Somewhere along the line, American newspapers stopped providing Americans the resources they wanted.
Since the advent of television news, American newspapers felt they had to compete with other forms of media to remain the source of breaking news and to remain the source of record. Along the way, however, Americans realized that they can get different kinds of news from different kinds of sources, but many newspapers failed to adapt to the new niches new ways of delivering the news created.
One niche that newspapers have ignored is local news. I am not talking about reporting on how many murders or fires happened, but what is going on in the place that the paper claims to serve.

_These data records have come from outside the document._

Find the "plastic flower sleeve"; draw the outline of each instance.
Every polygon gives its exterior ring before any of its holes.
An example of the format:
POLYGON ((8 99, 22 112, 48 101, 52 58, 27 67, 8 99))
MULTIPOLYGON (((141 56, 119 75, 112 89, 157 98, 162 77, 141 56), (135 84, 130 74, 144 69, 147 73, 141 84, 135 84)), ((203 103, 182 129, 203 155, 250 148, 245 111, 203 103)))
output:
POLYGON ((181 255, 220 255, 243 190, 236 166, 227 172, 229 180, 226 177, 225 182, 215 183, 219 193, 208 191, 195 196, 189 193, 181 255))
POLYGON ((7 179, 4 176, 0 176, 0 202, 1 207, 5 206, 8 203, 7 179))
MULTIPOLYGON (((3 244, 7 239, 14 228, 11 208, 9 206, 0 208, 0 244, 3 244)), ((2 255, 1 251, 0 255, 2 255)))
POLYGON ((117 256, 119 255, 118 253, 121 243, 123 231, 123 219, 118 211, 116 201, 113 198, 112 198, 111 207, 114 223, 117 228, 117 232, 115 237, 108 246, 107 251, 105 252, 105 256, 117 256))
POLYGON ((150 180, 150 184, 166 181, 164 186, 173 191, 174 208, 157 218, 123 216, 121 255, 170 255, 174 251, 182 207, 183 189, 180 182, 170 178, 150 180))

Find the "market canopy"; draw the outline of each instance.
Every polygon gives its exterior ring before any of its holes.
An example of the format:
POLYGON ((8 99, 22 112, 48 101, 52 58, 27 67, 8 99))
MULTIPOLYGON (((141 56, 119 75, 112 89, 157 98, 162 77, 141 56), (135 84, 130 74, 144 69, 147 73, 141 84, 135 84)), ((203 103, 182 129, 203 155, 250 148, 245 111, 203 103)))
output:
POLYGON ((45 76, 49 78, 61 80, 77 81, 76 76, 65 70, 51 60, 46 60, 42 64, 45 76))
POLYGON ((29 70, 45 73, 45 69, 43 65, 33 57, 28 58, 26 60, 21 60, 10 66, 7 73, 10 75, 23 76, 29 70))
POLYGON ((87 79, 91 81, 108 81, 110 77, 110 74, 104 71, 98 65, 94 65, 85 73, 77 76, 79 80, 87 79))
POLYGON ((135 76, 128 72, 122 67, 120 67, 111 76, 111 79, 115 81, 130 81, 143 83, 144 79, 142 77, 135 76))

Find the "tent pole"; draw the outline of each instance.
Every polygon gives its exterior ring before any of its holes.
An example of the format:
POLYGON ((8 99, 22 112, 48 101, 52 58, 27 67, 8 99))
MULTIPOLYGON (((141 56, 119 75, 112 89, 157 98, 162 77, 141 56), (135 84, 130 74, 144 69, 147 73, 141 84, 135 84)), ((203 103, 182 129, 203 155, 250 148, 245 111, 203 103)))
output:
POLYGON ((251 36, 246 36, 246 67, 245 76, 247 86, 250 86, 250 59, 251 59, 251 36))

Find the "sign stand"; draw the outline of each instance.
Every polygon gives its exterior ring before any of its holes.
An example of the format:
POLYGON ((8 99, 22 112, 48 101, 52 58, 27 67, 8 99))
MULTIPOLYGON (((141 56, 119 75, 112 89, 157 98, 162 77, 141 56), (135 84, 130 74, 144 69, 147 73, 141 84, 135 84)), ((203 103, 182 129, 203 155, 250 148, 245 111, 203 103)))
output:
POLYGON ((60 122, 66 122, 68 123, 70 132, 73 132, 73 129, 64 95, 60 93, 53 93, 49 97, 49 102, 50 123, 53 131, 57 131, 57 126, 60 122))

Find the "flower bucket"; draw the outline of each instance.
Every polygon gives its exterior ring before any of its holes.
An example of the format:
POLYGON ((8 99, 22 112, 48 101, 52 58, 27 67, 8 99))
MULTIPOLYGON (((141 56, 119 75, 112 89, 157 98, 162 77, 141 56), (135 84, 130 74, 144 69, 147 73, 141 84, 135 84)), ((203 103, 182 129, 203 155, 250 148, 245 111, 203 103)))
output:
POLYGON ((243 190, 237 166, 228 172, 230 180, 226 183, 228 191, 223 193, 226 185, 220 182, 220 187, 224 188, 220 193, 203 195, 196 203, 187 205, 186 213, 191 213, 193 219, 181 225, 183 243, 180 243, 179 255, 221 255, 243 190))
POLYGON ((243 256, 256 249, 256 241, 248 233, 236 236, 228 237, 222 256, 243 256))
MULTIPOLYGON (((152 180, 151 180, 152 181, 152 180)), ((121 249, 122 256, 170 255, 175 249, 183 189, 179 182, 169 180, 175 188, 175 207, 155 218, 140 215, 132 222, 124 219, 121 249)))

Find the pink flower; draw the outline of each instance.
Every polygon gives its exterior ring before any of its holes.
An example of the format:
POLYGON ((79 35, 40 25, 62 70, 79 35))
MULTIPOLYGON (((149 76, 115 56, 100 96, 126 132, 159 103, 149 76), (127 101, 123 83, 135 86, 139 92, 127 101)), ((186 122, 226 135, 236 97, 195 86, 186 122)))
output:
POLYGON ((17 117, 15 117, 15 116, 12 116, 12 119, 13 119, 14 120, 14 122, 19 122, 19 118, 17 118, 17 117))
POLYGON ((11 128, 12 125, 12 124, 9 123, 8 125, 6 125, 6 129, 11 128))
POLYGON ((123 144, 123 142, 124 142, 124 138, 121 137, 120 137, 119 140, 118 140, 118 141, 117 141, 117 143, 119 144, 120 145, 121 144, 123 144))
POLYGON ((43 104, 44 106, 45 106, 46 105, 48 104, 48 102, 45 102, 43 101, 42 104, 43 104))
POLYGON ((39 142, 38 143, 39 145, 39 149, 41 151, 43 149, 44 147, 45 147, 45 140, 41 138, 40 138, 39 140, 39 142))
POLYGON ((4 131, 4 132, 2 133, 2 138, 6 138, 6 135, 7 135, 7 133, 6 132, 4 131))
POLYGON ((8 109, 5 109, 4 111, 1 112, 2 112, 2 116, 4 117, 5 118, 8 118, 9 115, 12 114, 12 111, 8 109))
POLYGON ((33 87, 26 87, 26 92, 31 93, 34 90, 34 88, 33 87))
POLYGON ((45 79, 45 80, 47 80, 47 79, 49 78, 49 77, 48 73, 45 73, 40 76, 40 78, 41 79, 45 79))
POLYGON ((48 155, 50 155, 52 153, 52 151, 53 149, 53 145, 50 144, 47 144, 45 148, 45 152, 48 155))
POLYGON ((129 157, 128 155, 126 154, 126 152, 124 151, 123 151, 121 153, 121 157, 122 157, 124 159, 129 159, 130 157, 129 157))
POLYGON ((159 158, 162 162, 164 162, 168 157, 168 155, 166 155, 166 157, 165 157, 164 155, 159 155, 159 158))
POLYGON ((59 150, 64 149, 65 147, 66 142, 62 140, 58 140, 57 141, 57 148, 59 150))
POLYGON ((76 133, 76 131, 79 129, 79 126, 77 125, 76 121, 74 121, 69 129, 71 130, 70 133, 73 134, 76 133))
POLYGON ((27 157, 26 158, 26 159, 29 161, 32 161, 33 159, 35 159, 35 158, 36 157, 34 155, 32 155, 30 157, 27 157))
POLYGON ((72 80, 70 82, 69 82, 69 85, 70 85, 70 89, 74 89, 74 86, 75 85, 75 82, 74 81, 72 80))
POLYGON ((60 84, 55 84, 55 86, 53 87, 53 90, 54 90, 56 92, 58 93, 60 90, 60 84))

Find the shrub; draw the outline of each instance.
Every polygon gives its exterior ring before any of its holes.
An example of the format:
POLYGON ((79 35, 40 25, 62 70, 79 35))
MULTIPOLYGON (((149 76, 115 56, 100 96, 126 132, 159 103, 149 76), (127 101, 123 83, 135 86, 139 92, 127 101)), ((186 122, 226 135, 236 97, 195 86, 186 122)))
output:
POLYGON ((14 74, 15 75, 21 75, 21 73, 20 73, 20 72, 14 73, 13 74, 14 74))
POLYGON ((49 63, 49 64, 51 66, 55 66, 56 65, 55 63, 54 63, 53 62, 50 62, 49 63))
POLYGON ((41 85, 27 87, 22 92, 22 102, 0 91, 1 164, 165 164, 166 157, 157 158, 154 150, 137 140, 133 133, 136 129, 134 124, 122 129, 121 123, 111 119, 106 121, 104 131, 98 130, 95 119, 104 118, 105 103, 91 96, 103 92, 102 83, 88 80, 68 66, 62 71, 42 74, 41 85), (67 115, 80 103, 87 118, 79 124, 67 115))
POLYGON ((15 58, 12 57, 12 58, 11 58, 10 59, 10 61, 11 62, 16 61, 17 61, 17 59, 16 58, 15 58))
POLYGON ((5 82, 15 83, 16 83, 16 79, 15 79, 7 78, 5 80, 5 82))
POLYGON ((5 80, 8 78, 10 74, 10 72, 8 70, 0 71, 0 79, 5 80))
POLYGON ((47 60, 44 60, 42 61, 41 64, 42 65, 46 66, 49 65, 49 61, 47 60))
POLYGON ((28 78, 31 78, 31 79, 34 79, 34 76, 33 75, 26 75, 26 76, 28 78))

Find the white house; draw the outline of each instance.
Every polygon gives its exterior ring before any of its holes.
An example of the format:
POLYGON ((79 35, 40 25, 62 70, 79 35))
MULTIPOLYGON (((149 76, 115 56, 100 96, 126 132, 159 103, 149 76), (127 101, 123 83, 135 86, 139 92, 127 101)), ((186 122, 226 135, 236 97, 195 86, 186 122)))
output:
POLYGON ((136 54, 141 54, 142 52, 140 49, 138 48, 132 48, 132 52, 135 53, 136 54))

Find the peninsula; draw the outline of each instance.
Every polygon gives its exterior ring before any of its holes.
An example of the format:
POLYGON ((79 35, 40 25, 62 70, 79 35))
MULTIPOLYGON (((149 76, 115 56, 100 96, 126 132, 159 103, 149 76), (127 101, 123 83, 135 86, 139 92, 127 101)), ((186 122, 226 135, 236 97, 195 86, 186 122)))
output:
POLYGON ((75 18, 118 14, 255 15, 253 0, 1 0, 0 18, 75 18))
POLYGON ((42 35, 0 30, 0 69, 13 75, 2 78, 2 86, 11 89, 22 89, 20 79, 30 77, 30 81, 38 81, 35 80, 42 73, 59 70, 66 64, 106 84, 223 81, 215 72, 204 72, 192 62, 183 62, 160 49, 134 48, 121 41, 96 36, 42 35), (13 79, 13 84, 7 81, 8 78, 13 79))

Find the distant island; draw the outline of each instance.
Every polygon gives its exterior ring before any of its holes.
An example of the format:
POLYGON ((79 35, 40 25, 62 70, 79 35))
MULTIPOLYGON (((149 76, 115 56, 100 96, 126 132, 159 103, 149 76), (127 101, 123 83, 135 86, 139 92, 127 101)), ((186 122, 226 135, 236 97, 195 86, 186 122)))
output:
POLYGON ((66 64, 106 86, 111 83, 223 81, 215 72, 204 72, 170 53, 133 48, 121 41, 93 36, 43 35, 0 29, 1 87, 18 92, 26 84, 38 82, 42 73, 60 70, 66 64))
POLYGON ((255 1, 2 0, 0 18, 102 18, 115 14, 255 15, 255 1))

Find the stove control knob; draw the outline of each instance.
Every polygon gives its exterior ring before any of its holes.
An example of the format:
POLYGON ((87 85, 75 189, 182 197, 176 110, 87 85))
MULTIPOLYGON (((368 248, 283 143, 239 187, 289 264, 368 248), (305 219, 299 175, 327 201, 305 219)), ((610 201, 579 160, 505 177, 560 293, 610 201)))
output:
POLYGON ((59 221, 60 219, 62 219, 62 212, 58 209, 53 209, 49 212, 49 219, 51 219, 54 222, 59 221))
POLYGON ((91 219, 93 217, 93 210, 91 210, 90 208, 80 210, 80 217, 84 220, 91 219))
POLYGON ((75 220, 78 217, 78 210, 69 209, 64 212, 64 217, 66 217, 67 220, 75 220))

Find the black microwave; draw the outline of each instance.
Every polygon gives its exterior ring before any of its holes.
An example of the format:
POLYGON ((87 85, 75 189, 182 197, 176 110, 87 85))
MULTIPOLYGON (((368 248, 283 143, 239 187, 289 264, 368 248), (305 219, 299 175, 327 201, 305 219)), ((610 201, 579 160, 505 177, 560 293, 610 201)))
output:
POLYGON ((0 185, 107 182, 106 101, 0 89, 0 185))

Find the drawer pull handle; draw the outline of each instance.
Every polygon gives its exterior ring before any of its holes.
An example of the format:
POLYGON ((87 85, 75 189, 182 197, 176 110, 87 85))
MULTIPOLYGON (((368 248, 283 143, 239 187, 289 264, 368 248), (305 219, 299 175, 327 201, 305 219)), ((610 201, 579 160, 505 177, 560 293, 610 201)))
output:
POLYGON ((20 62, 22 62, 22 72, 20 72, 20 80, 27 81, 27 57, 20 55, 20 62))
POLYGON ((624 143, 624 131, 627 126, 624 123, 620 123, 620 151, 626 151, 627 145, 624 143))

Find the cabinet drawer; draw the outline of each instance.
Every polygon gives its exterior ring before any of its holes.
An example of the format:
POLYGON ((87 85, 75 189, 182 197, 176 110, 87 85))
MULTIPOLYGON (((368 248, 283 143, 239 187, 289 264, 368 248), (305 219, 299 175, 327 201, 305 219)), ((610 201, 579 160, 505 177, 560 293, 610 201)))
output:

I am not talking about a glorified community calendar, but in depth coverage of what is going right, what is going wrong, and how the paper’s readers can be involved.
Newspapers have also missed the niche of impact. Local newspapers are in a better position than any other kind of news organization to deliver in-depth coverage of local, state, national, and international news in a way that makes such news relevant to local readers.
How can papers fill these niches? Simply by focusing themselves locally. Bigger papers need to create multiple, hyper-local editions. Smaller papers need to focus on what is going on outside their own front doors. Papers need to employ people who write for the benefit of other people, even if those writers are not “trained journalists”. Papers need to focus not just on events, not just on problems, but on trends, ideas, and solutions as well.
The newspapers that will survive the current changing marketplace will be the ones who see these niches and exploit them. The ones that fail will be the ones that continue to try to be something their readers to not want or need them to be.
Maybe I should go start a paper. I bet I could buy the Dayton Daily Fishwrap (News) in a couple of years because I understand what would sell papers.